Why does this CDC trigger method just seem like the best one?
It looks like an ideal, but matters of performance, an organization policy or operational data owners can be the insurmountable obstacles to implement additional triggers.
RDBMS's CDC-feature
Some database management systems vendors provide the CDC functionality embedded in newest versions of their products.
The Pros and Cons of Using DBMS's CDC-feature
Good news is that DBMS's CDC-feature provides a ready-for-using mechanism of capturing changed data.
The problem is that just some few vendors provide this option for a limited amount of certain versions of database management system. If you have heterogeneous source systems or inappropriate out of date version, this method probably cannot help you resolve the problem of capturing changed data.
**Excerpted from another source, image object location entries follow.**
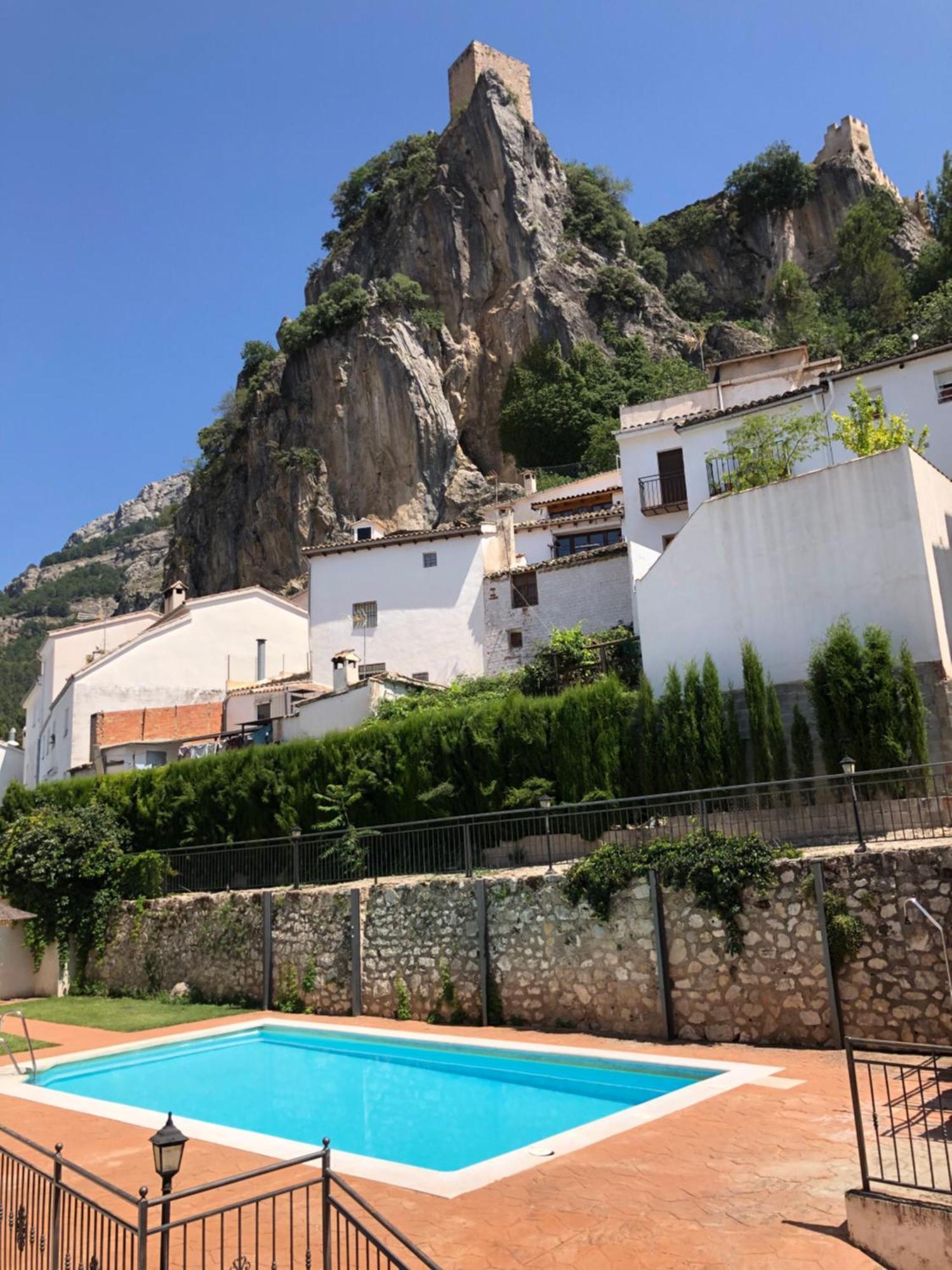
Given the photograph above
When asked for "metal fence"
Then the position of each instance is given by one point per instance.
(894, 806)
(903, 1109)
(56, 1216)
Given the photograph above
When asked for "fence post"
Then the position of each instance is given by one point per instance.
(55, 1211)
(143, 1250)
(468, 850)
(483, 947)
(832, 990)
(267, 949)
(326, 1206)
(859, 1117)
(356, 971)
(664, 989)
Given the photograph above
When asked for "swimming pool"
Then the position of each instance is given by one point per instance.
(436, 1109)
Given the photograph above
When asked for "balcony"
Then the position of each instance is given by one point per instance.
(661, 495)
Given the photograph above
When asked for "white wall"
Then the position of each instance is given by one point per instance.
(780, 563)
(180, 662)
(12, 766)
(17, 975)
(428, 620)
(596, 594)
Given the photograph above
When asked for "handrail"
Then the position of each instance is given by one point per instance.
(11, 1055)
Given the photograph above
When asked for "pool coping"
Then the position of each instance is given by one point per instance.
(431, 1182)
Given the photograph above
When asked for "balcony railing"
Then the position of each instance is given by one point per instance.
(662, 495)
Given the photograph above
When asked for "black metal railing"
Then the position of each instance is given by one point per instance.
(896, 805)
(56, 1216)
(903, 1111)
(663, 495)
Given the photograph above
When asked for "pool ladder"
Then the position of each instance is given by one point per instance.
(17, 1014)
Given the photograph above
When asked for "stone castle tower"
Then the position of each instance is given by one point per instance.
(477, 59)
(851, 137)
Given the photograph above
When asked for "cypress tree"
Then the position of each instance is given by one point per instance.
(836, 686)
(756, 694)
(711, 726)
(883, 723)
(912, 709)
(802, 745)
(671, 769)
(692, 716)
(776, 737)
(736, 770)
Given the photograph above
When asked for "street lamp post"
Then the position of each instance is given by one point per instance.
(295, 835)
(168, 1146)
(545, 803)
(849, 766)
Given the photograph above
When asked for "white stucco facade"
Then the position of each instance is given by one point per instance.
(12, 765)
(918, 387)
(868, 539)
(192, 655)
(422, 599)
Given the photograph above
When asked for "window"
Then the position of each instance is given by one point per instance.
(365, 614)
(525, 591)
(370, 669)
(569, 544)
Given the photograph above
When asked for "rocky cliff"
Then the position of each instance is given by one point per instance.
(112, 565)
(737, 260)
(404, 418)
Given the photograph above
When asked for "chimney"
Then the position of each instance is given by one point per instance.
(175, 598)
(346, 670)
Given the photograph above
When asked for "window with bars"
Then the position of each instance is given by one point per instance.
(365, 614)
(525, 591)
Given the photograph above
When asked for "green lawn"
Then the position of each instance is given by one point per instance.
(119, 1014)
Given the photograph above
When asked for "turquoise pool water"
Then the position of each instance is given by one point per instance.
(413, 1103)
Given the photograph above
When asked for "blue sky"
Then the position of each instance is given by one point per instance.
(167, 170)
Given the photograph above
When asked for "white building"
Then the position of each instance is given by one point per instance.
(12, 765)
(191, 655)
(868, 539)
(664, 445)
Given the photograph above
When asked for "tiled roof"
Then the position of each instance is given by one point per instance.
(610, 514)
(686, 421)
(398, 537)
(592, 556)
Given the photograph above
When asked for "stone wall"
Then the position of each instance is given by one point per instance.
(553, 965)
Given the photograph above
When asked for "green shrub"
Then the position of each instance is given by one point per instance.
(342, 305)
(717, 868)
(776, 181)
(690, 298)
(408, 167)
(597, 214)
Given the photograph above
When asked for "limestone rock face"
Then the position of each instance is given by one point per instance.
(403, 418)
(738, 262)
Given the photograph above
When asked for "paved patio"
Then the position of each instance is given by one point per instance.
(750, 1179)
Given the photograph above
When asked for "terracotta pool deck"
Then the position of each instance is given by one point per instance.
(753, 1178)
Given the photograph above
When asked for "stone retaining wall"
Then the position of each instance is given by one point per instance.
(553, 965)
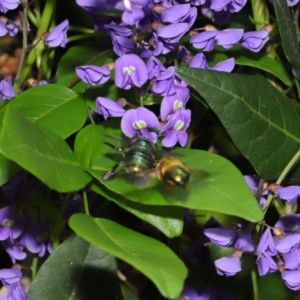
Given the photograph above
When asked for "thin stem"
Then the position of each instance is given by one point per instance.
(24, 46)
(81, 29)
(57, 226)
(85, 202)
(288, 167)
(34, 268)
(85, 36)
(90, 115)
(254, 284)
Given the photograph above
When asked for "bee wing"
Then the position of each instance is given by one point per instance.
(198, 176)
(142, 179)
(123, 141)
(169, 153)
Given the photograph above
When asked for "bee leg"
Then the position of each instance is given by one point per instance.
(111, 173)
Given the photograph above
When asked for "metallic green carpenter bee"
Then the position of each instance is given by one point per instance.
(140, 155)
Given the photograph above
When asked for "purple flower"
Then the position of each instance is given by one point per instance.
(221, 237)
(58, 35)
(10, 276)
(175, 128)
(255, 40)
(132, 10)
(228, 266)
(289, 194)
(154, 67)
(244, 242)
(228, 37)
(93, 74)
(37, 239)
(12, 28)
(266, 244)
(292, 260)
(291, 279)
(42, 82)
(16, 291)
(109, 108)
(164, 85)
(130, 70)
(290, 224)
(180, 13)
(138, 121)
(170, 104)
(288, 243)
(172, 33)
(204, 40)
(199, 61)
(265, 264)
(11, 226)
(3, 29)
(14, 251)
(122, 44)
(6, 5)
(6, 89)
(189, 294)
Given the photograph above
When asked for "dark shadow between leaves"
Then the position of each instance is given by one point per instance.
(95, 283)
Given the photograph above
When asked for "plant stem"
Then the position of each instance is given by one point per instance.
(285, 171)
(34, 268)
(254, 284)
(85, 202)
(85, 36)
(24, 46)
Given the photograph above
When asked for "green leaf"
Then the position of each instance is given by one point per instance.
(44, 204)
(128, 294)
(168, 219)
(287, 30)
(42, 152)
(80, 56)
(266, 64)
(53, 107)
(224, 183)
(7, 169)
(263, 124)
(146, 254)
(76, 270)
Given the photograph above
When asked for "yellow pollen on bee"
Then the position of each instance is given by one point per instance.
(179, 125)
(177, 104)
(177, 178)
(138, 125)
(127, 4)
(128, 70)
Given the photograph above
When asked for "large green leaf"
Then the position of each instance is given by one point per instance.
(263, 124)
(54, 107)
(221, 189)
(7, 169)
(42, 152)
(265, 63)
(146, 254)
(76, 270)
(165, 218)
(168, 219)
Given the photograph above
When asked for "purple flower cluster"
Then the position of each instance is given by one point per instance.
(15, 239)
(145, 32)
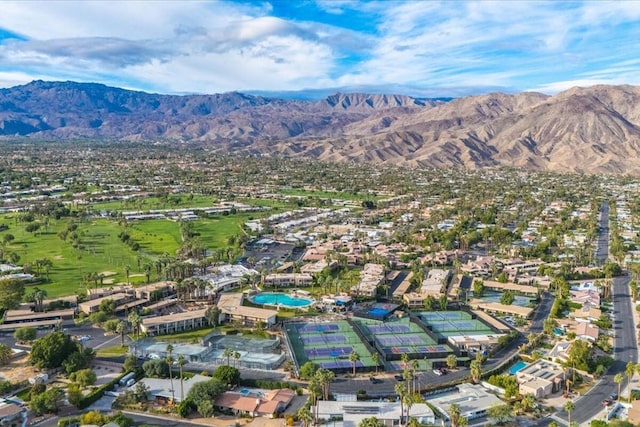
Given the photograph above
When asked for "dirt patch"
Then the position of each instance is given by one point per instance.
(18, 370)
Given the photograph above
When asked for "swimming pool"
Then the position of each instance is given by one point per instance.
(518, 366)
(272, 298)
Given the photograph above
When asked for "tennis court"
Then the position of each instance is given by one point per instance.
(328, 344)
(396, 337)
(453, 323)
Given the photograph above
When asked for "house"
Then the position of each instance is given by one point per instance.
(288, 279)
(541, 378)
(352, 412)
(231, 309)
(590, 297)
(587, 331)
(173, 323)
(93, 306)
(155, 291)
(10, 414)
(160, 388)
(560, 352)
(473, 401)
(255, 404)
(587, 313)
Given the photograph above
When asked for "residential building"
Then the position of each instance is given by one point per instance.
(231, 309)
(11, 414)
(288, 279)
(473, 401)
(352, 412)
(173, 323)
(541, 378)
(92, 306)
(255, 405)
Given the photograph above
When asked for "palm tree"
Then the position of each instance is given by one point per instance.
(181, 363)
(414, 367)
(630, 369)
(569, 407)
(122, 330)
(455, 417)
(324, 378)
(354, 358)
(170, 363)
(227, 353)
(304, 415)
(370, 422)
(405, 360)
(618, 379)
(476, 371)
(135, 320)
(376, 360)
(402, 393)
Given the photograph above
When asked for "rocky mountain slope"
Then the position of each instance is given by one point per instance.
(593, 130)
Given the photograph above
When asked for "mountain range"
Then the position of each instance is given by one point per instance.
(591, 130)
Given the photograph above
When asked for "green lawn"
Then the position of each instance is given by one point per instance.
(116, 351)
(156, 236)
(148, 203)
(100, 251)
(214, 233)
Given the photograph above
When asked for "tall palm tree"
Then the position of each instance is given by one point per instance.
(455, 417)
(181, 363)
(414, 367)
(304, 415)
(169, 360)
(476, 371)
(122, 330)
(618, 379)
(354, 358)
(569, 407)
(630, 369)
(135, 320)
(402, 393)
(375, 356)
(325, 377)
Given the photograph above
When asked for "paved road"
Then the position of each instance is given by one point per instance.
(602, 241)
(625, 346)
(542, 313)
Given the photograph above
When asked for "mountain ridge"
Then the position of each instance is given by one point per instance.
(592, 130)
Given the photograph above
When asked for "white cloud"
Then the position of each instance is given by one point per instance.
(173, 46)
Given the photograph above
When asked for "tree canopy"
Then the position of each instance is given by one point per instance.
(52, 350)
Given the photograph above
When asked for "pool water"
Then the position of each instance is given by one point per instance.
(518, 366)
(272, 298)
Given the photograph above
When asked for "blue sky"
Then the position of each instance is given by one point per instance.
(313, 48)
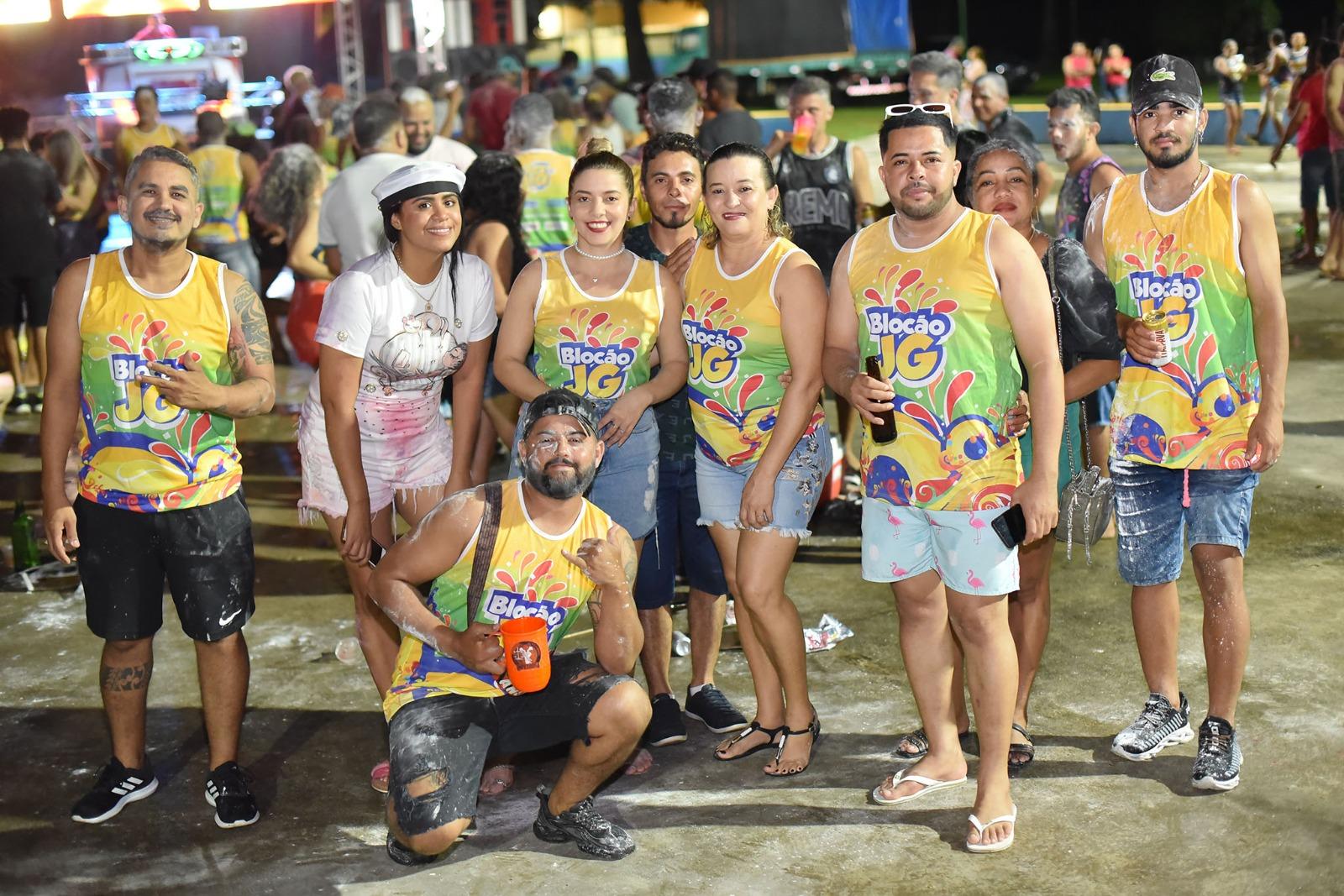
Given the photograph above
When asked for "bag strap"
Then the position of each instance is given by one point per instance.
(484, 547)
(1059, 338)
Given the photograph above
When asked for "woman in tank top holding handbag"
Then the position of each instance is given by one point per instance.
(764, 446)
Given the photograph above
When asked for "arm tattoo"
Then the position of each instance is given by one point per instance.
(252, 338)
(125, 678)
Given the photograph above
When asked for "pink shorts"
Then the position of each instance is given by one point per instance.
(405, 445)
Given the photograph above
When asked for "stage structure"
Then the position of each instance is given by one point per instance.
(188, 73)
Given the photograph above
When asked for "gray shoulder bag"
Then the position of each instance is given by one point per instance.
(1088, 500)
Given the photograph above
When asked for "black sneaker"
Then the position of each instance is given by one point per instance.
(585, 826)
(1220, 762)
(665, 727)
(226, 790)
(712, 708)
(1158, 727)
(116, 788)
(407, 856)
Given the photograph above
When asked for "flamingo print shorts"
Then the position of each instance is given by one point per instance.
(902, 542)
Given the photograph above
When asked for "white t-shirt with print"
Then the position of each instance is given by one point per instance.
(373, 312)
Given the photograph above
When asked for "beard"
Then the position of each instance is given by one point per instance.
(671, 223)
(154, 239)
(1171, 157)
(922, 212)
(558, 485)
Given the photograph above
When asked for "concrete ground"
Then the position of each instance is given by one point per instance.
(1089, 822)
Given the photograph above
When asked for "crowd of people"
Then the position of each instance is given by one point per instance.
(645, 328)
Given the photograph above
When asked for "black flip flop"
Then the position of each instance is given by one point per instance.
(968, 741)
(750, 730)
(1027, 750)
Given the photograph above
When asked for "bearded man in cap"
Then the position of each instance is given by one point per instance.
(1200, 409)
(394, 327)
(452, 701)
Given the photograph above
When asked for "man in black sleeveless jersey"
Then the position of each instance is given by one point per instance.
(826, 190)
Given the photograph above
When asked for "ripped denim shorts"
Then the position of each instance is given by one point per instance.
(796, 490)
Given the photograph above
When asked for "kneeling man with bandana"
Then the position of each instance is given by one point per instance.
(449, 705)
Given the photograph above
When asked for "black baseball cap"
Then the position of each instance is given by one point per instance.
(564, 403)
(1164, 78)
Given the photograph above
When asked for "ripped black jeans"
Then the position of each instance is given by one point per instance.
(438, 745)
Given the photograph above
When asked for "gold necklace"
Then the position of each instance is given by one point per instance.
(1183, 204)
(433, 286)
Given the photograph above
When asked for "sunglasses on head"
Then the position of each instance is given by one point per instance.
(932, 107)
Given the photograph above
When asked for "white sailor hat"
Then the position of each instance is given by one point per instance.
(423, 179)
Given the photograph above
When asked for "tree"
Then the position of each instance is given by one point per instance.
(636, 47)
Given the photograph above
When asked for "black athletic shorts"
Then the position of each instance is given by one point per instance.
(206, 553)
(448, 738)
(26, 300)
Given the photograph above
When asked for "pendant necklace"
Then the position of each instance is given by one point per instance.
(433, 288)
(1183, 204)
(597, 258)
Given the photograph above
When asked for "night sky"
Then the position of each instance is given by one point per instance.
(1043, 31)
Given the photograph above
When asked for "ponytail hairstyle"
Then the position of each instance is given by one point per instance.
(600, 156)
(776, 226)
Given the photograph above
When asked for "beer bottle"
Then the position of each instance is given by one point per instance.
(885, 430)
(24, 537)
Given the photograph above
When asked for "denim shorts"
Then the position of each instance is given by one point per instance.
(1099, 405)
(1158, 506)
(678, 542)
(1068, 466)
(796, 490)
(961, 546)
(1317, 175)
(448, 738)
(627, 483)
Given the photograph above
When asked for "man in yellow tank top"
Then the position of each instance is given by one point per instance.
(147, 132)
(154, 354)
(228, 176)
(546, 175)
(944, 298)
(1200, 407)
(450, 701)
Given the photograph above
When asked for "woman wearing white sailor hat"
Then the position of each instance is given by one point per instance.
(394, 327)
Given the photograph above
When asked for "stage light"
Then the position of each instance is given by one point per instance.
(20, 13)
(259, 4)
(97, 8)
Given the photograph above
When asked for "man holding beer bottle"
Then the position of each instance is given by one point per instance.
(501, 553)
(944, 298)
(1200, 409)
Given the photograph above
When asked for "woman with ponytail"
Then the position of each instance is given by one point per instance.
(596, 318)
(756, 309)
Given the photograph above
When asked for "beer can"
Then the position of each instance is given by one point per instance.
(1156, 322)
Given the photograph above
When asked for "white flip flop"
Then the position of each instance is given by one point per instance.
(1003, 844)
(929, 786)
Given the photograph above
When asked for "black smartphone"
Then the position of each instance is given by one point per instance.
(1011, 527)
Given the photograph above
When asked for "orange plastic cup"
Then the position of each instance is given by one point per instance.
(526, 656)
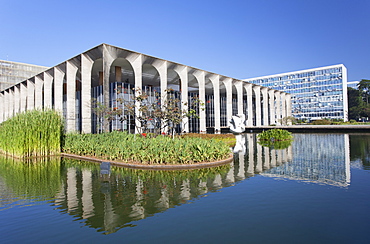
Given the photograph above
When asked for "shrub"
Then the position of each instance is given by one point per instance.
(121, 146)
(32, 133)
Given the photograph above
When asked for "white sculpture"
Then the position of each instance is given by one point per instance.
(240, 144)
(237, 123)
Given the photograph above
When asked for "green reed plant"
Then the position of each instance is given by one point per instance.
(121, 146)
(32, 133)
(275, 138)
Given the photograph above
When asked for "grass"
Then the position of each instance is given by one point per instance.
(228, 139)
(124, 147)
(32, 133)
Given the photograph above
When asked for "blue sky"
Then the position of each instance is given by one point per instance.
(240, 39)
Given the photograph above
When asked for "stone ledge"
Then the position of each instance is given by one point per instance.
(153, 166)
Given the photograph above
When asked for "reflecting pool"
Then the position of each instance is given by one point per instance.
(316, 190)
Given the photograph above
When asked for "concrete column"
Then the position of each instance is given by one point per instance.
(161, 67)
(257, 93)
(248, 88)
(11, 102)
(16, 99)
(58, 89)
(259, 165)
(38, 92)
(86, 68)
(251, 162)
(288, 98)
(107, 63)
(229, 98)
(2, 104)
(216, 102)
(239, 90)
(30, 95)
(48, 86)
(273, 158)
(278, 107)
(266, 164)
(272, 107)
(183, 73)
(23, 96)
(283, 105)
(136, 61)
(265, 108)
(202, 97)
(6, 104)
(71, 72)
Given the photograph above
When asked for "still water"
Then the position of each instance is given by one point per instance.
(317, 190)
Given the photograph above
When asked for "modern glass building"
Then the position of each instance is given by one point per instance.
(353, 84)
(316, 93)
(12, 73)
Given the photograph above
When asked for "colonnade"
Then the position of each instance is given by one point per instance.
(68, 86)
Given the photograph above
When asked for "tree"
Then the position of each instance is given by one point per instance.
(288, 120)
(104, 113)
(158, 113)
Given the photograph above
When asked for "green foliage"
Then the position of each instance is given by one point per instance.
(288, 120)
(146, 148)
(228, 139)
(152, 112)
(32, 133)
(276, 138)
(37, 178)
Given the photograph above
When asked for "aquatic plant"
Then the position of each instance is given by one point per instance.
(121, 146)
(275, 138)
(32, 133)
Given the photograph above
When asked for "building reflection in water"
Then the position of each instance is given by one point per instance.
(126, 195)
(318, 158)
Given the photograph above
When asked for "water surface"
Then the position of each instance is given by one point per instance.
(314, 191)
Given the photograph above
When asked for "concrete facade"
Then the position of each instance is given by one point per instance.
(97, 74)
(12, 73)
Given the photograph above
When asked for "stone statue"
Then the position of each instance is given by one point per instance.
(237, 123)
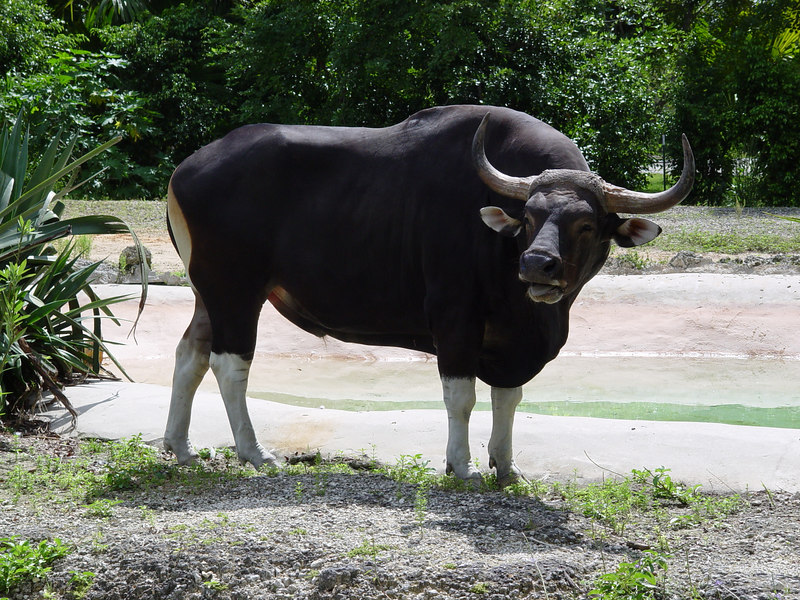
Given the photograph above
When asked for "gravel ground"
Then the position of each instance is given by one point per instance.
(365, 536)
(771, 245)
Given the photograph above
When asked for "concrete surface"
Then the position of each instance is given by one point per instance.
(678, 316)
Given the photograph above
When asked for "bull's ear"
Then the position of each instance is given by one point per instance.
(635, 232)
(497, 219)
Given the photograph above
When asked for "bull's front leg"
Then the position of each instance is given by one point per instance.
(459, 398)
(504, 404)
(232, 371)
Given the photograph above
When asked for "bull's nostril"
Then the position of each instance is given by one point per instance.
(546, 264)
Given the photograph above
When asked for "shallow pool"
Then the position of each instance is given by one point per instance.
(734, 390)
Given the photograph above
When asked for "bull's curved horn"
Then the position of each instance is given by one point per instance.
(621, 200)
(505, 185)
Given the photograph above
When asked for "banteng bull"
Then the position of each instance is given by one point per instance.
(403, 236)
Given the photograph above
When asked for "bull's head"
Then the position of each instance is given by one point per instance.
(569, 218)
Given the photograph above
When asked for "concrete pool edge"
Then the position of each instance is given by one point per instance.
(721, 458)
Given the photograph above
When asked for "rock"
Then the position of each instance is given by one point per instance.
(129, 260)
(331, 577)
(685, 260)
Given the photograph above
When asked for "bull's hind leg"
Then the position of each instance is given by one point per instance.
(504, 403)
(234, 321)
(232, 371)
(191, 364)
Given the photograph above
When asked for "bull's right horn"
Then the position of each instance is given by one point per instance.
(505, 185)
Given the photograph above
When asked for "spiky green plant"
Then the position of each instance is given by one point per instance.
(48, 335)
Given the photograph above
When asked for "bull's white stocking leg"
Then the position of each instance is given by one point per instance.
(231, 372)
(504, 403)
(459, 398)
(191, 364)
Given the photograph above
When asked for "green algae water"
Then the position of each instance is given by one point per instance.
(731, 390)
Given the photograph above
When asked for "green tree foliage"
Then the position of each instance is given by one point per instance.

RDBMS built-in replication
Replication is the process of automatically distributing copies of data between few of database servers, and keeping the distributed information synchronized. If RDBMS of your source system supports replication, you can also use this mechanism to replicate data to a data warehouse.
There are few disadvantages. Replication is not easy to install and to setup by itself, and replication is not exactly the change data capture mechanism, so this requires additional efforts to use replication to the CDC needs. Also, because of incompatibility replication might be not so good solution in case of heterogeneous source systems..
Timestamps, audit column, or some other indicator of update
It seems like a silver bullet to select records from the source table where value of a special field equal the specified date and reach all changes occurred on this specified day, but do not hurry to say: "Hurrah!" when you discover a field with a name that looks like Modified_Date, Timestamp, or AuditColumn in the source table. Unfortunately, the World is not ideal, and often such fields just pretend to store the date and time a record was added or modified.
Why does this happen? Sometimes, because of performance reasons, the indicator-of-updating field is updated by front end applications instead of database triggers, so this field does not react to changes made by batch update events or database administrators. In other cases, just date of record's creation is registered, and date of changing is not. Also, there can be some bugs in the code of the application or the database trigger.
When you find a field that, how you think, stores information about the date and time of record's changes, you must analyze clearly it does that precisely and always. If you find a NULL values or discover that value of this indicator-of-updating field is not changed after some transactions, you have to use a different way for detecting changes.
Although we are sure the indicator-of-updating field works well, it makes sense to periodical control this field and compare key totals between the source system and the data warehouse. Moreover, this approach also requires additional activities to detect deleted records.
In conclusion
This article is only brief overview of the most feasible CDC methods and surrounding issues. Although the goal of change data capture is clear and ways to develop CDC seem understandably, real processes of its realization can have a lot of stumbling blocks. There can be several approaches applied to CDC simultaneously in the same project. A choice of appropriate approaches to Change Data Capture is not trivial and requires thorough research and profound analysis of source systems and operational software, business processes, IT infrastructure, and requirements for decision support system.